• En pays de Cocagne

    chevauxJ'y ai cru à ce pays, cette contrée miraculeuse, ce paradis terrestre où fêtes et bombances sont perpétuelles, où l'on prône le jeu et la paresse plutôt que le travail acharné.

    Par l'entremise de Monsieur et Madame Dévaud, les parents de Marie-Jo, j'ai fait la connaissance d'un banquier, Monsieur Arnaud. Je le voyais à l'occasion, quand il venait manger au Guillaume Tell. Il s'intéressait aux chevaux et mon futur beau-père en possédait quelques-uns. Il élevait même des chevaux de course. Il lui a acheté une jument, Morzan, pour quelques mille francs. Il a emmené sa bête courir à l'hippodrome d'Yverdon-les-Bains, entre autres. Mais elle ne rapportait même pas de quoi couvrir les frais qu'elle occasionnait.

    Monsieur Arnaud et moi sommes devenus copains. On parlait régulièrement de notre sujet favori, les chevaux.

    • Ça ne va pas cette jument, elle ne vaut rien !
    • C'est vrai, elle est pas terrible.
    • Il faut acheter un autre cheval !

    Il voyait grand, Arnaud. Il avait l'intention d'acheter en France, de pouvoir faire monter une bête sur territoire français, et de suivre les règles strictes édictées par les PMU, le Pari Mutuel Urbain. Un jour il arrive en disant :

    • J'ai trouvé un cheval !
    • Ah oui bien !
    • Oui, il coûte deux cent mille francs !
    • Ah quand même !
    • Oui, mais je ne veux pas l'acheter à mon nom, ma situation ne me le permet pas.
    • Oui, je comprends !
    • J'ai besoin de toi pour fonder une société !

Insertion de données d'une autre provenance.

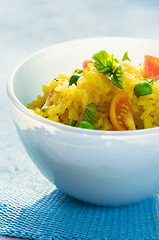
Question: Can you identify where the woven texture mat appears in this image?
[0,113,159,240]
[0,164,159,240]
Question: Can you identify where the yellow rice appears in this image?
[28,60,159,130]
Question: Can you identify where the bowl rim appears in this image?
[6,36,159,137]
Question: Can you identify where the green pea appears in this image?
[69,119,77,127]
[69,74,81,85]
[78,121,95,130]
[134,81,152,98]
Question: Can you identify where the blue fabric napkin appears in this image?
[0,116,159,240]
[0,167,159,240]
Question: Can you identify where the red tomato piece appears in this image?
[82,60,92,69]
[143,55,159,81]
[110,90,136,131]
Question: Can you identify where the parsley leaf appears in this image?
[122,51,131,62]
[83,102,98,123]
[111,65,124,89]
[92,50,124,89]
[73,68,83,74]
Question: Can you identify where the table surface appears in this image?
[0,0,159,240]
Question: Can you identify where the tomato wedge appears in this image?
[110,90,136,131]
[82,60,92,69]
[143,55,159,81]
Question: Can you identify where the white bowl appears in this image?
[7,38,159,206]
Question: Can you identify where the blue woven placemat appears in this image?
[0,167,159,240]
[0,120,159,240]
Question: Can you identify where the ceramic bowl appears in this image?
[7,37,159,206]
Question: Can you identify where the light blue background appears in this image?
[0,0,159,239]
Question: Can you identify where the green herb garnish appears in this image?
[69,74,80,86]
[83,102,98,123]
[69,119,77,127]
[78,121,96,130]
[73,68,83,74]
[122,51,131,62]
[134,79,152,98]
[92,50,124,89]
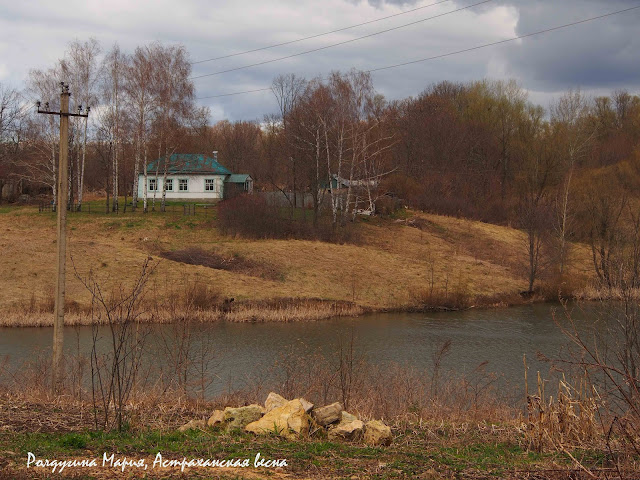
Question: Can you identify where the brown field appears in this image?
[0,204,589,325]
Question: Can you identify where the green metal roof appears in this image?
[224,173,251,183]
[147,153,231,175]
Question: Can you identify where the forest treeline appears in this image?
[0,40,640,289]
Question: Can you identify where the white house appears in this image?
[138,152,253,201]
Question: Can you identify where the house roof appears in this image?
[224,173,251,183]
[147,153,231,175]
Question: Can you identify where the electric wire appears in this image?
[197,5,640,100]
[189,0,493,80]
[191,0,452,65]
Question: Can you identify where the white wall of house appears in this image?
[138,175,225,200]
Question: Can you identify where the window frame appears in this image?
[204,178,218,193]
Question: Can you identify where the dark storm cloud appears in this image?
[0,0,640,121]
[503,0,640,92]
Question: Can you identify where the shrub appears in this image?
[218,195,359,243]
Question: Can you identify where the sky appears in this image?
[0,0,640,122]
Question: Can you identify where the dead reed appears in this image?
[524,373,604,452]
[0,296,366,327]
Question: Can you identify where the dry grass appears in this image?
[0,207,592,325]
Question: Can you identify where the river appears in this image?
[0,304,600,395]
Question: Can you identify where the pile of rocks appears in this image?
[179,392,392,446]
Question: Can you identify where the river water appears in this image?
[0,304,600,394]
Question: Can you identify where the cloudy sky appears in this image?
[0,0,640,121]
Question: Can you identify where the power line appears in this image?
[191,0,451,65]
[190,0,493,80]
[367,5,640,72]
[197,5,640,100]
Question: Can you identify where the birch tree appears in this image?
[551,90,597,275]
[124,46,156,212]
[103,44,128,212]
[19,67,60,205]
[153,45,197,211]
[60,38,101,209]
[271,73,307,214]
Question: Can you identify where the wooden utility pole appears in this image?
[36,82,89,393]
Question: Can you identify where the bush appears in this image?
[218,195,359,243]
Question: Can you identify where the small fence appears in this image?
[38,202,215,217]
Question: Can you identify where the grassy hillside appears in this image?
[0,199,588,324]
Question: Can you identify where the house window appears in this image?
[204,178,218,192]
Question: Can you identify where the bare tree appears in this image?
[103,44,128,212]
[551,90,596,275]
[124,46,156,212]
[271,73,307,216]
[60,38,101,209]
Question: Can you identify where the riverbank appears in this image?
[0,395,634,480]
[0,199,590,326]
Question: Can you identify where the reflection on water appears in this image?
[0,304,616,394]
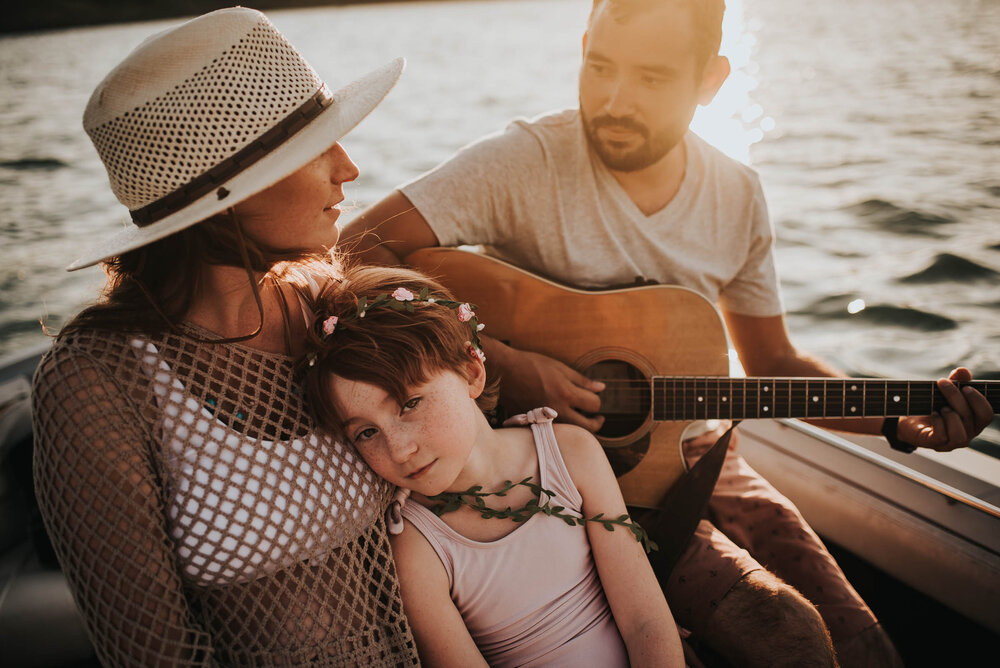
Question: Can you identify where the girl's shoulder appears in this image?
[552,423,614,495]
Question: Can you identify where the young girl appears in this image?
[305,267,684,666]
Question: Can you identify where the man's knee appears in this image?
[704,571,837,668]
[833,624,903,668]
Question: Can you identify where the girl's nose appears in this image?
[325,142,361,184]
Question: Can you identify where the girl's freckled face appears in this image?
[329,371,479,496]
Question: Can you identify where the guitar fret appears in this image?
[648,376,1000,421]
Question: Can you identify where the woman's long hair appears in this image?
[58,209,339,340]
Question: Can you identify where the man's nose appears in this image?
[604,77,635,118]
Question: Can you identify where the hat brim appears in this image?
[66,58,406,271]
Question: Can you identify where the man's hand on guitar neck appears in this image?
[483,336,604,432]
[897,367,993,452]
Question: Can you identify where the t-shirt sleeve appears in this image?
[400,121,547,246]
[719,177,784,317]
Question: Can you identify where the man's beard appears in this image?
[581,112,677,172]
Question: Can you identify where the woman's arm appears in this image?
[33,344,212,667]
[390,520,487,668]
[555,424,684,666]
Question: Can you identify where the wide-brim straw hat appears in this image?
[67,7,404,271]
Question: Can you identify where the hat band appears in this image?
[129,86,333,227]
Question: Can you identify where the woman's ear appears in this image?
[698,55,731,107]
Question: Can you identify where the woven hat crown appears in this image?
[83,7,329,211]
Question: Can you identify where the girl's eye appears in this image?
[354,427,378,443]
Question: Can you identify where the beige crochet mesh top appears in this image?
[33,328,418,668]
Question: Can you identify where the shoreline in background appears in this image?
[0,0,434,37]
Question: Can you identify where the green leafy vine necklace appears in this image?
[428,477,660,554]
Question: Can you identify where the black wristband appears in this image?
[882,418,917,452]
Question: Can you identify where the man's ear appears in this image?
[698,55,730,107]
[465,357,486,399]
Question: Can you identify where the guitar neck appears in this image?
[650,376,1000,420]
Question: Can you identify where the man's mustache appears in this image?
[590,115,649,137]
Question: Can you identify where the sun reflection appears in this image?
[691,0,775,164]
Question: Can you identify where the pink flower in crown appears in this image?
[392,288,413,302]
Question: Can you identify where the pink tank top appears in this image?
[403,409,628,668]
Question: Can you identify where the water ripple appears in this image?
[899,253,1000,283]
[846,199,955,237]
[0,158,69,172]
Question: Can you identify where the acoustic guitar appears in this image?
[404,248,1000,508]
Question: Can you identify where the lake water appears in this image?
[0,0,1000,392]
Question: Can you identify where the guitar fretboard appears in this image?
[651,376,1000,420]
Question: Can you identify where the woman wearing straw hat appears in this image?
[33,8,417,666]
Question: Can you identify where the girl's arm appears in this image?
[555,424,684,666]
[390,520,487,668]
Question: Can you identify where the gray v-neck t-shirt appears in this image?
[401,109,782,317]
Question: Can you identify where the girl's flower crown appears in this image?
[307,287,486,366]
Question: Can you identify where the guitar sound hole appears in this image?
[583,360,650,438]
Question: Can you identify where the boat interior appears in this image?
[0,348,1000,668]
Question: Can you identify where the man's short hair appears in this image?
[587,0,726,67]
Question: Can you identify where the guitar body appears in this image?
[404,248,729,508]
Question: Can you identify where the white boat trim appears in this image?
[739,420,1000,633]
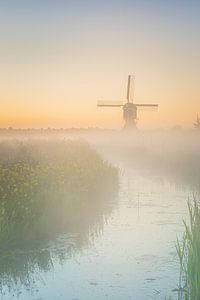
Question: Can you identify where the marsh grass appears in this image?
[176,199,200,300]
[0,140,118,247]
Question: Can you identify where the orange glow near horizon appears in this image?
[0,1,200,129]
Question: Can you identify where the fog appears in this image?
[0,129,200,300]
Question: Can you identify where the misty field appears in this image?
[0,140,118,246]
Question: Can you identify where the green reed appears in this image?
[0,140,117,245]
[176,199,200,300]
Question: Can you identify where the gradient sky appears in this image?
[0,0,200,128]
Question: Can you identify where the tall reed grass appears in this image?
[0,140,118,250]
[176,199,200,300]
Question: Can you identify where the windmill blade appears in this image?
[127,75,135,102]
[97,101,123,107]
[135,104,158,111]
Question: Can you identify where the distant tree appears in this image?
[194,115,200,129]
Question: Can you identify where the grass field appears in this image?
[0,140,118,250]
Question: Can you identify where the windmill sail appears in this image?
[97,101,123,107]
[135,103,158,111]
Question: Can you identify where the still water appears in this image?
[0,146,191,300]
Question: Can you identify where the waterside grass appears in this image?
[0,140,118,247]
[176,199,200,300]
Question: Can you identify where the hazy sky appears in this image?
[0,0,200,128]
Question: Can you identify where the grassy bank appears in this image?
[176,200,200,300]
[0,141,117,246]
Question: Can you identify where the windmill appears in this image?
[97,75,158,129]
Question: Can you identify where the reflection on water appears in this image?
[0,132,198,300]
[0,166,190,300]
[0,187,117,298]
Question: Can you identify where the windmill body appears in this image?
[97,75,158,129]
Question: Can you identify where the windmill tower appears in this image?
[97,75,158,129]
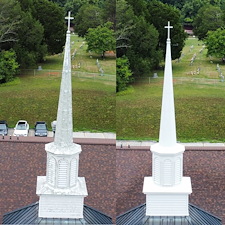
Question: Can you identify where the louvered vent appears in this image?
[58,160,68,188]
[175,158,182,184]
[153,157,160,184]
[47,157,56,186]
[163,159,172,186]
[70,159,78,186]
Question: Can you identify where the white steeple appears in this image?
[143,22,192,216]
[36,12,88,218]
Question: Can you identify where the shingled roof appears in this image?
[116,204,222,225]
[3,202,112,225]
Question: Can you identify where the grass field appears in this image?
[116,39,225,142]
[0,35,116,132]
[146,38,225,79]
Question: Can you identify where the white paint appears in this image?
[36,12,88,218]
[143,22,192,216]
[143,177,192,216]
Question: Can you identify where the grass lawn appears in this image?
[116,39,225,142]
[0,35,116,132]
[149,38,225,79]
[39,34,116,75]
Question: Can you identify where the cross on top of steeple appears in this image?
[65,11,74,31]
[165,21,173,39]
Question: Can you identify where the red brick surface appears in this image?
[0,138,225,222]
[116,147,225,224]
[0,138,116,223]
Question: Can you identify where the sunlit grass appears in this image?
[0,35,116,132]
[116,39,225,142]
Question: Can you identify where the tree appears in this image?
[85,22,116,58]
[13,12,47,67]
[146,0,186,59]
[156,0,187,9]
[0,0,21,49]
[116,0,137,57]
[75,5,103,37]
[0,50,19,83]
[32,0,66,54]
[193,5,224,40]
[103,0,117,31]
[205,28,225,58]
[126,16,162,76]
[116,56,132,92]
[65,0,88,15]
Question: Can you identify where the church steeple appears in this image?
[159,22,177,146]
[143,22,192,216]
[37,12,87,218]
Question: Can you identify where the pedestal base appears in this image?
[36,176,88,219]
[143,177,192,216]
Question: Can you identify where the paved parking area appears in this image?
[8,128,116,139]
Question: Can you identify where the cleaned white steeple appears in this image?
[159,22,177,147]
[143,22,192,216]
[36,12,88,218]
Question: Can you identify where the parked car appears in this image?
[34,121,48,137]
[13,120,29,136]
[0,120,8,135]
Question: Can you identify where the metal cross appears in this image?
[165,21,173,39]
[65,11,74,31]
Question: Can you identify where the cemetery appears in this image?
[116,38,225,142]
[0,34,116,132]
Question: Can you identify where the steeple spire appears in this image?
[65,11,74,32]
[143,22,192,216]
[159,22,177,147]
[36,13,87,218]
[54,12,73,151]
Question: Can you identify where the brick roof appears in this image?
[0,137,225,223]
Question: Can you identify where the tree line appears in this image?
[0,0,116,83]
[116,0,225,91]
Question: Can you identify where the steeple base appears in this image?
[143,177,192,216]
[36,176,88,219]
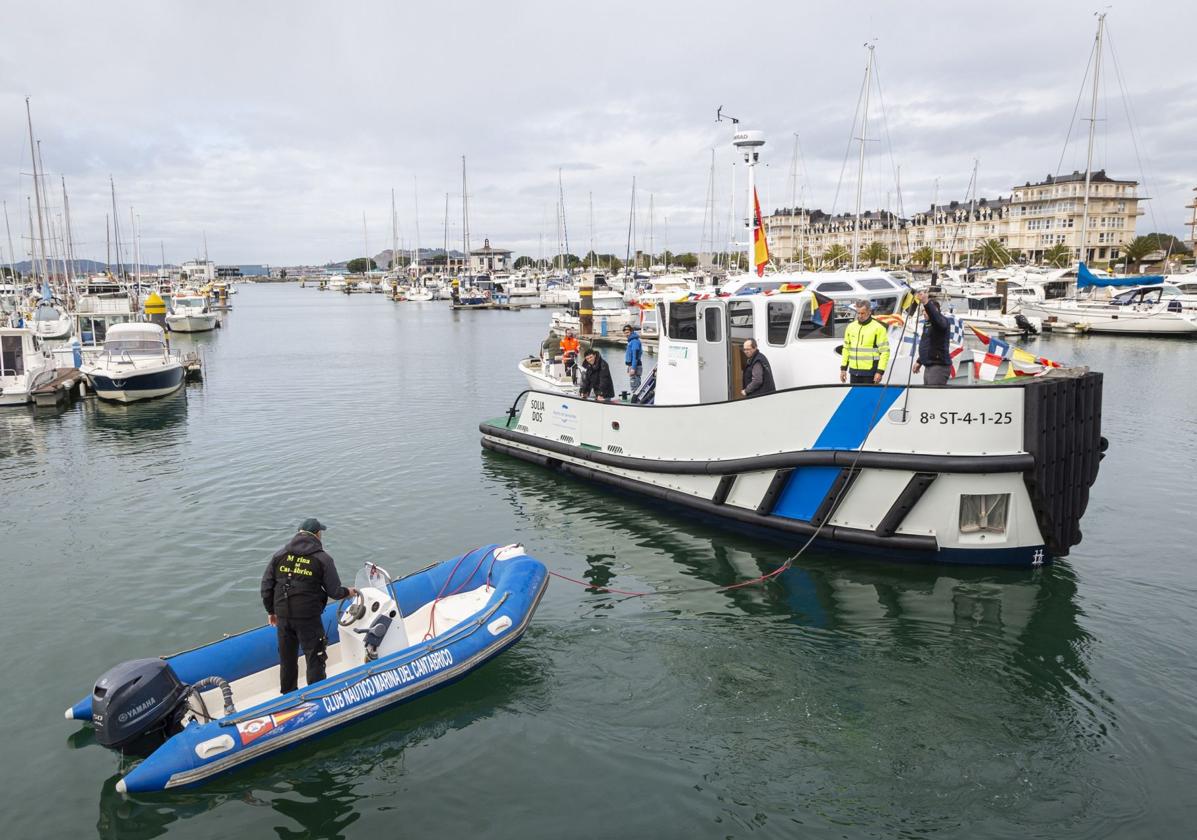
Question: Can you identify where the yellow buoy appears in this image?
[144,292,166,315]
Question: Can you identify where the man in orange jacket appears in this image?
[561,329,581,377]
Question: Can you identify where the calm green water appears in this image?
[0,286,1197,838]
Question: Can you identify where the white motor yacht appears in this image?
[29,299,74,341]
[0,327,54,406]
[549,288,640,335]
[1022,263,1197,335]
[79,323,183,402]
[166,292,220,333]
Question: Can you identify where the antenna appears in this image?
[715,105,740,126]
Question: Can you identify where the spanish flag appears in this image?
[752,187,768,278]
[810,290,836,327]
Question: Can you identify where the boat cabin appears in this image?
[655,272,910,406]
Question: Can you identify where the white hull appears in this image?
[1022,304,1197,335]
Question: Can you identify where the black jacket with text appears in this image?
[261,531,350,619]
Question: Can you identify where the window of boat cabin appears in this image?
[728,300,753,343]
[0,335,25,376]
[703,306,723,345]
[669,304,698,341]
[765,300,794,347]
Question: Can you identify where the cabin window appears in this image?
[960,493,1010,534]
[728,300,754,341]
[703,306,723,343]
[857,278,893,292]
[669,304,698,341]
[765,300,794,347]
[0,335,25,376]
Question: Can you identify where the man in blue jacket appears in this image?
[915,288,952,385]
[624,324,644,394]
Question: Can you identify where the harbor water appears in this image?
[0,285,1197,839]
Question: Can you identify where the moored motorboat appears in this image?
[79,323,184,402]
[0,327,54,406]
[166,292,220,333]
[479,132,1106,566]
[66,546,548,793]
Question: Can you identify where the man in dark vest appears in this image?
[740,339,777,396]
[261,519,358,694]
[915,288,952,385]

    Devant un notaire, il fallait mettre de l'argent. Nous avons investi chacun trente-cinq mille francs. Comme mes finances battaient de l'aile, je me suis dit pourquoi pas, tentons le coup ! Et nous avons acheté ensemble ce cheval. Il débute à Vincennes, un des plus grands hippodromes de France. Le cheval restait chez son ancien propriétaire, Maison Dubois et Fils, en pension pour mille cinq cents francs par mois. Nous avons fait le voyage plusieurs fois, pour voir notre cheval, chez les Dubois, une bonne entreprise, solide, longue expérience dans les chevaux de course. C'est après deux ou trois mois que l'animal était finalement inscrit pour courir, il avait suivi l'entraînement adéquat.

    Nous avions pris l'avion à Belp, un voyage qui coûtait à l'époque mille francs par personne, une caravelle tellement bruyante qu'on ne s'entendait pas parler. Aller et retour le même jour, destination Orly.

    Première course, il gagne, il nous a rapporté quarante-cinq mille francs. Ravageur du Rocher, c'était le nom du cheval, dans ce monde, tous les chevaux nés la même année porte un nom qui commence par la même lettre, ici un R. Nous commencions à sourire, malgré que la dette s'élevait encore à cent soixante mille francs.

    Deuxième course, deux semaines plus tard, à Vincennes, il gagne, encore une fois quarante-cinq mille, la dette diminuait. C'était presque un éléphant, entier, il n'avait pas été coupé, un étalon que nous appelions affectueusement Mammouth. Monsieur Dubois nous soutenait que notre bête pouvait aller loin, très loin.

    Troisième course, il gagne, cinquante mille. Nous commencions à sérieusement sourire, notre affaire allait grand train, c'est le cas de le dire.

    Quatrième course, il gagne, cinquante mille. Le cheval était pour ainsi dire payé. Nous nous frottions déjà les mains. Quel filon nous avions là.

    Cinquième course, Ravageur du Rocher se tord le genou. Nous avons dû prendre la décision de l'abattre.

    Cette expérience a été fantastique. Passer sous l'enseigne en forme d'arche "Entrée des propriétaires", regarder la course depuis une loge toute vitrée, où il y avait à boire et à manger à discrétion, mais oui à l'œil, du champagne, du Dom Perignon s'il vous plaît, le meilleur. De plus, nous avons gagné quelque argent en pariant.

    Quand Ravageur du Rocher est mort, je suis sorti de la société et Monsieur Arnaud m'a rendu mes trente-cinq mille francs. Il est resté seul maître à bord de l'"Écurie des As", c'était le nom qu'on lui avait donné. Pour moi l'histoire épique et hippique était terminée.